Tuesday, April 21, 2009
S turned four last month, and many of her friends and playmates are taking ballet. One such friend was over yesterday, and S swooned over her friend's ballet slippers and leotard. Having recently resigned myself to the fact that, in spite of my best efforts, S has a serious girly streak, I took some time to investigate ballet lessons at local studios. The strongest barre in the world wouldn't have supported me when I learned that most require NINE MONTH COMMITTMENTS to the tune of over $800 (not including shoes, leotards, tutus, recital costumes, etc.).
First of all, signing a four-year-old up for a nine-month committment is akin to asking her to do this forever. I mean, five minutes is a long time in S's world. Secondly, how on earth can I justify that kind of $$$ when she may hate it - correction - she may not like it after a week? Yes, I could sign her up through parks and rec for a "ballet" class, but the purist in me needs the big mirrored wall with the barre and the little girls in their pink leotards (side note: A was VERY upset to learn that boys don't - usually - wear tutus). Maybe start there and if she likes it suck it up for the big leagues? Or keep my fingers crossed that she falls in love with tennis (starting Friday).

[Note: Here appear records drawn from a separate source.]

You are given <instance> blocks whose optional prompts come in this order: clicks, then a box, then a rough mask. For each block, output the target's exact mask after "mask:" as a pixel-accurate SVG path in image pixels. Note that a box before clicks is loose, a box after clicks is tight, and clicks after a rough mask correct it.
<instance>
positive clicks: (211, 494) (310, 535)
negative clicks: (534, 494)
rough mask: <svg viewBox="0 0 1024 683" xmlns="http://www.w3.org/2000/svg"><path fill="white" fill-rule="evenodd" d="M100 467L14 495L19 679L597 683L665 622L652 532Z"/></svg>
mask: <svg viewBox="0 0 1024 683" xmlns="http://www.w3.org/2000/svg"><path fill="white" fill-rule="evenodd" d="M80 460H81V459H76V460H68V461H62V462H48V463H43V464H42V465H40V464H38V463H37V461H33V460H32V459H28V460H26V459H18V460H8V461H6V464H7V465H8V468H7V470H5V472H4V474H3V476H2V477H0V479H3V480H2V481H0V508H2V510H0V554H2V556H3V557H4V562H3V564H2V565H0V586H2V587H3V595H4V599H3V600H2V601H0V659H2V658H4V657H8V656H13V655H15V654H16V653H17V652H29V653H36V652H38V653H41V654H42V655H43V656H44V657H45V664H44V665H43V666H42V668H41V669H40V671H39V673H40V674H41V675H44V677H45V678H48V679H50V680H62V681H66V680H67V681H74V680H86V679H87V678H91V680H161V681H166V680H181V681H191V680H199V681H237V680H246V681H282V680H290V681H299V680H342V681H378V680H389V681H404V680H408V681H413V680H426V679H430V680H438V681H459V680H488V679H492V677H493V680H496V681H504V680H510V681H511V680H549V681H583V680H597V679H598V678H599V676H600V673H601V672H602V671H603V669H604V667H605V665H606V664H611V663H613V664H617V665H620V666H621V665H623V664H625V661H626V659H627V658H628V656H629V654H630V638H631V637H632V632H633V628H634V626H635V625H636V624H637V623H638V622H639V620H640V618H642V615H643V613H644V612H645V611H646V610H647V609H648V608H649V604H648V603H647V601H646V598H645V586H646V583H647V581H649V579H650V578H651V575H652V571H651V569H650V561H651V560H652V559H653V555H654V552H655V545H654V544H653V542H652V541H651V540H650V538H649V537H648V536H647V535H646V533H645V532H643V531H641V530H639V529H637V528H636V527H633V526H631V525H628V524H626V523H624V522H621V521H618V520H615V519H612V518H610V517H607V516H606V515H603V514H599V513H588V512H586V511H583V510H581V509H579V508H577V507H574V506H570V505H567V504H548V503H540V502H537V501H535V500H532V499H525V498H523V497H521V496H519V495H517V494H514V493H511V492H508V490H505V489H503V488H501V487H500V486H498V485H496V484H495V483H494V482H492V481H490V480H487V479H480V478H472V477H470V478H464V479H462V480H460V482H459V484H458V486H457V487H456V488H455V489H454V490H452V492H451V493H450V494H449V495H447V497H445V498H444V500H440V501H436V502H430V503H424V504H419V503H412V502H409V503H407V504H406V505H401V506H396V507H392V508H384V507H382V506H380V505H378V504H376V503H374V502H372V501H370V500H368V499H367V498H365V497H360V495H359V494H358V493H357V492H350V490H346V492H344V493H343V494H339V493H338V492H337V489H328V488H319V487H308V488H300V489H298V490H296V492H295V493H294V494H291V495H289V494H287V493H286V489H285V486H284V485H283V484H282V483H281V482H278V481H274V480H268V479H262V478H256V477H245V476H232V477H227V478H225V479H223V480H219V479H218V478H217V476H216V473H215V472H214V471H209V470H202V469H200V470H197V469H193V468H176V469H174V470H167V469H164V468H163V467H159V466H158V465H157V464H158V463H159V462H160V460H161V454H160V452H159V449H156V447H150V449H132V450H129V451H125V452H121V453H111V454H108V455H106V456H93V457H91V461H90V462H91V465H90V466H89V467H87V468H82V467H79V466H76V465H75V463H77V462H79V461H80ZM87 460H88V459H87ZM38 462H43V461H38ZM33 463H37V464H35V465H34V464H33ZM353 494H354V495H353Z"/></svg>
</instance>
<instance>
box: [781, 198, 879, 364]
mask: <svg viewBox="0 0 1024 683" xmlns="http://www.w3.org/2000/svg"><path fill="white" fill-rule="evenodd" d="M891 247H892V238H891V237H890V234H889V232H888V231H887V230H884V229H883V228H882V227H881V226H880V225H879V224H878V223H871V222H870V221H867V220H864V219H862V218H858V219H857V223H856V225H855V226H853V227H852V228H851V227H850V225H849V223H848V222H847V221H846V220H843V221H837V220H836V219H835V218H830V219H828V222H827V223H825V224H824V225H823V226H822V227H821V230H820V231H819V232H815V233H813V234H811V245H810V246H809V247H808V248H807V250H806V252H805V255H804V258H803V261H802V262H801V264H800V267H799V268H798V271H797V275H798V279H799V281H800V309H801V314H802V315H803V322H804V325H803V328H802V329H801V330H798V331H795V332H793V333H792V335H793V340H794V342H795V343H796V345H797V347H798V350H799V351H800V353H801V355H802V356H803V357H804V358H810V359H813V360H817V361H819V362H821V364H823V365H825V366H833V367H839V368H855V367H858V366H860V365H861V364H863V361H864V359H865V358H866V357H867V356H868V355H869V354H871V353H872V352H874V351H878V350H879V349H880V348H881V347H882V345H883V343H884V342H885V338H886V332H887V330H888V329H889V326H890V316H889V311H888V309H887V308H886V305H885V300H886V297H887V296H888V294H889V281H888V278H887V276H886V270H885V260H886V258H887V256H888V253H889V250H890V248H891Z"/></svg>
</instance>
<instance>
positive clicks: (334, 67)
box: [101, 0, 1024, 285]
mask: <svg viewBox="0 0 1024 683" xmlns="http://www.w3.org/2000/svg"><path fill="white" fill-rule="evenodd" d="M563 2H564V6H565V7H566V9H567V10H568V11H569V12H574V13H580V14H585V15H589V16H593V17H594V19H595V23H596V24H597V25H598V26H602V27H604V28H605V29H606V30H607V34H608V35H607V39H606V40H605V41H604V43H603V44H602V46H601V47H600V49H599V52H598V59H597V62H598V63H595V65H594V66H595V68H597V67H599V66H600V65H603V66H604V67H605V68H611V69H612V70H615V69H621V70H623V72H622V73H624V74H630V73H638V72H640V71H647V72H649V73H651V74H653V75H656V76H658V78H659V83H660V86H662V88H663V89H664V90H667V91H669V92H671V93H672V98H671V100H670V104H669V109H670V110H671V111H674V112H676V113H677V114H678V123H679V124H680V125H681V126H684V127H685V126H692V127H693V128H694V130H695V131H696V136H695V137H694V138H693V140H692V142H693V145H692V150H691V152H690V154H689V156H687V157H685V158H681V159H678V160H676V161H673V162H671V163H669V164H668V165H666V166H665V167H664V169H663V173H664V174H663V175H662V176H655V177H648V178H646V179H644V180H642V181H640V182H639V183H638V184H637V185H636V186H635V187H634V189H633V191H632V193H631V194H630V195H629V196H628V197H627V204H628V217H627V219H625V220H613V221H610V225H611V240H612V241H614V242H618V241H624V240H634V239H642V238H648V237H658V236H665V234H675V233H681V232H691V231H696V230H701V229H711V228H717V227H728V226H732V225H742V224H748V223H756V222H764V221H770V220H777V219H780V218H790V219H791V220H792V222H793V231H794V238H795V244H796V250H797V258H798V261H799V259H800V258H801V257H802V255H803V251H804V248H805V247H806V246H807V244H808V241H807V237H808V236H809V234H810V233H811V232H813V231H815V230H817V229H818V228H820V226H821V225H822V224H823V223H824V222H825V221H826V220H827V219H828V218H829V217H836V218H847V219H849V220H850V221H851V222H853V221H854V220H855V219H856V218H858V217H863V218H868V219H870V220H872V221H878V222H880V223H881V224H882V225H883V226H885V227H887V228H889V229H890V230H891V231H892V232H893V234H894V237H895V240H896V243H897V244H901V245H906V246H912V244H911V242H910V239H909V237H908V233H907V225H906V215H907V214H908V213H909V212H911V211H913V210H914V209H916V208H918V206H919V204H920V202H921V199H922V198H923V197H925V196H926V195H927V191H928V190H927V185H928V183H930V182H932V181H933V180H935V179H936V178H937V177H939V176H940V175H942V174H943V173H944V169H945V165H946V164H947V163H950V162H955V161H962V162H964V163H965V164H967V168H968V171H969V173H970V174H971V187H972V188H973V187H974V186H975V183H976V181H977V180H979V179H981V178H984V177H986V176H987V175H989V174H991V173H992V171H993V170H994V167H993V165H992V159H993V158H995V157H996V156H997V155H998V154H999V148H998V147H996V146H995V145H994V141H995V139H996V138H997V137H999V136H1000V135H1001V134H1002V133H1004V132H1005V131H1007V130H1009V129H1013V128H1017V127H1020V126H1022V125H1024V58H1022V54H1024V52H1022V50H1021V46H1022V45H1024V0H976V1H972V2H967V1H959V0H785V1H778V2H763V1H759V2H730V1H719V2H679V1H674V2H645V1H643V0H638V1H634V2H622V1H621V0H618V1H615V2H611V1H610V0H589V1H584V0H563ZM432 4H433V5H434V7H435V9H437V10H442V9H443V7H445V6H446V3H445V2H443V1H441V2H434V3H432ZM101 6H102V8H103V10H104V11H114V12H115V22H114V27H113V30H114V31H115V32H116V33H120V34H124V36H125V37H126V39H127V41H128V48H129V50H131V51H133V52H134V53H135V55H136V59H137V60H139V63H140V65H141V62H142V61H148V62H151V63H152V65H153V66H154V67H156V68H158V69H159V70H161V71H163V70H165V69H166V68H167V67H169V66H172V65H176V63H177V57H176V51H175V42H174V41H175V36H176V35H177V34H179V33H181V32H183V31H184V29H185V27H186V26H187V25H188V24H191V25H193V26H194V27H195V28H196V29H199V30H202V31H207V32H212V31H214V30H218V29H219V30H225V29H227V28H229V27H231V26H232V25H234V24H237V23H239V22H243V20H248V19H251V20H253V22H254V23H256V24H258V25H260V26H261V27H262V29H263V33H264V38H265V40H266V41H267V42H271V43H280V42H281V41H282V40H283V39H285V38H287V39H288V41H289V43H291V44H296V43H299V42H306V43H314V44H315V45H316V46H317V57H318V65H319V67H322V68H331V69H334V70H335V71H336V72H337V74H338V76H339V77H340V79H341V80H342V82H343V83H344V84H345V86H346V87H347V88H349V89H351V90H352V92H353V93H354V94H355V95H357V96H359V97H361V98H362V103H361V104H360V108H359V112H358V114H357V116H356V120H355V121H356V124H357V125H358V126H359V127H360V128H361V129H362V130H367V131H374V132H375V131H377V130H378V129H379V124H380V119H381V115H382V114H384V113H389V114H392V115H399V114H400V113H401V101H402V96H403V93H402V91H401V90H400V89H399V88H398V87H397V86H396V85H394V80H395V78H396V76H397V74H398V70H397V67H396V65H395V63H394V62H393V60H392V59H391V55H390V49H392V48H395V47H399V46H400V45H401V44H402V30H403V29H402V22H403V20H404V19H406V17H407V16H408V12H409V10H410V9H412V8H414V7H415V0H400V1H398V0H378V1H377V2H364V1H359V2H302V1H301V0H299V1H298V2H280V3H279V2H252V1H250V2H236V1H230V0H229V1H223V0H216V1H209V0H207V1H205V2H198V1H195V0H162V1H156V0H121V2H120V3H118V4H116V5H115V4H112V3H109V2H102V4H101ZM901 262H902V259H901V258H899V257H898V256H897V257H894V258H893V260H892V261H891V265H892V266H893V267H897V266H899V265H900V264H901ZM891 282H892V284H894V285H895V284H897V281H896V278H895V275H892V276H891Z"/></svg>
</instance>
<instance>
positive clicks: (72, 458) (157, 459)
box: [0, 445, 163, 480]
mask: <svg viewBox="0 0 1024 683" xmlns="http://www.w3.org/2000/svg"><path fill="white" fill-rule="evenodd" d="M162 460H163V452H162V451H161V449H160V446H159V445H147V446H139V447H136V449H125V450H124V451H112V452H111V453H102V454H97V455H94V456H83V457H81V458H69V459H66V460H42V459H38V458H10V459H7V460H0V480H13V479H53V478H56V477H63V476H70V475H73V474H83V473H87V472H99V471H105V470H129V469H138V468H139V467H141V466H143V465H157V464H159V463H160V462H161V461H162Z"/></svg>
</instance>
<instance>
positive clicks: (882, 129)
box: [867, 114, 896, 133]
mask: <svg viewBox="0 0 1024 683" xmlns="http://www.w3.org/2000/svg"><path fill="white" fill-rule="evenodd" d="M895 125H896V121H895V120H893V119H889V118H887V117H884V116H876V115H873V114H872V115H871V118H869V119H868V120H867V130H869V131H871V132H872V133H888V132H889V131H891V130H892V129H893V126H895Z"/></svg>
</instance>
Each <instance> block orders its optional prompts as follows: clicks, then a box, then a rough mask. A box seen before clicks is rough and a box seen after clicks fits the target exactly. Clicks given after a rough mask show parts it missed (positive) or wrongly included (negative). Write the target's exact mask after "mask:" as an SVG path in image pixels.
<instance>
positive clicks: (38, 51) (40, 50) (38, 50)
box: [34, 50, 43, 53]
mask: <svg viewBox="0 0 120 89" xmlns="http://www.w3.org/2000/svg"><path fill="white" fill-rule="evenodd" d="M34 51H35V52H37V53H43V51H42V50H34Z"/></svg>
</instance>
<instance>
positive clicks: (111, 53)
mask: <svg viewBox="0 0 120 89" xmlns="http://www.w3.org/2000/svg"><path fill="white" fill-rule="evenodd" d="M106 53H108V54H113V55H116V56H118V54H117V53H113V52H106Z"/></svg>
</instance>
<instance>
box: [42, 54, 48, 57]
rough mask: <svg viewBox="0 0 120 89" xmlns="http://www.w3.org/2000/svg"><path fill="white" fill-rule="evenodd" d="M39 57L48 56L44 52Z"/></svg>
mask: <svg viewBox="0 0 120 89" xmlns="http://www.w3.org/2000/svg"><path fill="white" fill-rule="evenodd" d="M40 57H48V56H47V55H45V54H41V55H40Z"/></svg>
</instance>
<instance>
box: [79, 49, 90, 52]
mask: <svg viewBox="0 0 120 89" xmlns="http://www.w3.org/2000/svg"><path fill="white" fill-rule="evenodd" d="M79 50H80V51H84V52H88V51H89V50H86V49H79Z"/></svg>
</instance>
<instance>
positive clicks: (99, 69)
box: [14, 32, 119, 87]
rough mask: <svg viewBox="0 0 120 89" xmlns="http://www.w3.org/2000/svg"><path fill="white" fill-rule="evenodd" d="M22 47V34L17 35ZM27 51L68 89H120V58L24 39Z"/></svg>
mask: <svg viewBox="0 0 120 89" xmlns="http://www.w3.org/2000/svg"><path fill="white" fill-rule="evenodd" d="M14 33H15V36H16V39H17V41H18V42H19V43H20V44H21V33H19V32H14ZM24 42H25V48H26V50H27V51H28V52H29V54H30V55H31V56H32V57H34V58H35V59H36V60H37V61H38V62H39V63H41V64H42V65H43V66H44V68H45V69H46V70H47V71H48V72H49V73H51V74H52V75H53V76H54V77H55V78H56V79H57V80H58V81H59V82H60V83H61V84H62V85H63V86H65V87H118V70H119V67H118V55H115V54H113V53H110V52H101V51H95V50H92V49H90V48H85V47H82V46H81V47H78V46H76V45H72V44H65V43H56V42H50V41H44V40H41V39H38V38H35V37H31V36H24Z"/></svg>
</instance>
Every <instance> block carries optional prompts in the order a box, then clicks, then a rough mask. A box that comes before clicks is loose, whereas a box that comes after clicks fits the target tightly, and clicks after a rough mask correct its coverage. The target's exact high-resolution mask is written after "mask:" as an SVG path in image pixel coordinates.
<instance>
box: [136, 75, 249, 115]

Basically, how do you know 1) when your child is ready to start a new activity 2) how many to have going at once 3) when/if to let them stop once they've started (not in general, but in the middle of a series of classes/lessons)? I was the kid who had a very short attention span and liked this for a week and then that the next week - and got to stop when I didn't like it. In retrospect, that probably wasn't a great life lesson - when you grow up there are plenty of things you have to follow through on whether or not you want to do them. Not that the lessons you learn when you're in preschool stick with you throughout life, but I tend to think that unless it's causing some sort of real harm to a child, making him/her see through a (reasonable) committment to something is a good lesson to teach, no matter the age.
Anyone out there with ideas/experience with this?